Thursday, November 8, 2018

[Dynamic Control Flow] Whitepaper: Implementation of Control Flow in TensorFlow

In the following whitepaper, we can understand more dynamic control flow in details.
Whitepaper: Implementation of Control Flow in TensorFlow
http://download.tensorflow.org/paper/white_paper_tf_control_flow_implementation_2017_11_1.pdf




There are five basic element ops to perform the while loop function:
Switch : A Switch operator forwards the input tensor d to one of its outputs depending on the
boolean tensor of the control input p. A Switch is enabled for execution when both its inputs are
available.

Merge : A Merge operator forwards one of its available inputs to its output. A Merge is enabled
for execution when any of its inputs is available. It is unspecified which available input it outputs if there are multiple inputs available.

Enter(name) : An Enter operator forwards its input to the execution frame that is uniquely
identified by the given name. This Enter op is used to pass a tensor in one execution frame to a
child execution frame. There can be multiple Enter ops to the same child execution frame, each
making a tensor available (asynchronously) in that child execution frame. An Enter is enabled
for execution when its input is available.

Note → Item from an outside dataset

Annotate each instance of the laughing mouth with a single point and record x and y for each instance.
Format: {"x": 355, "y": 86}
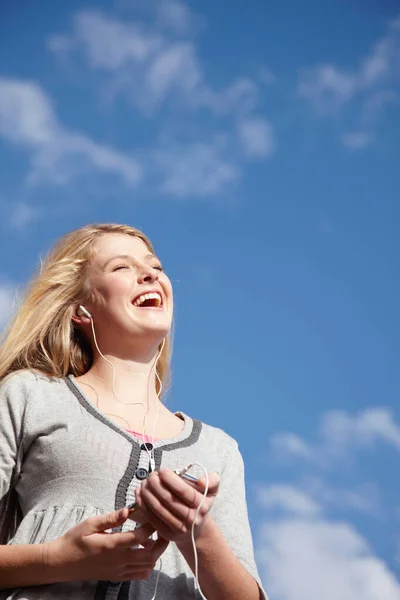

A new execution frame is instantiated in the
TensorFlow runtime when the first Enter op to that frame is executed.

Exit : An Exit operator forwards a value from an execution frame to its parent execution frame.
This Exit op is used to return a tensor computed in a child execution frame back to its parent
frame. There can be multiple Exit ops to the parent frame, each asynchronously passing a
tensor back to the parent frame. An Exit is enabled when its input is available.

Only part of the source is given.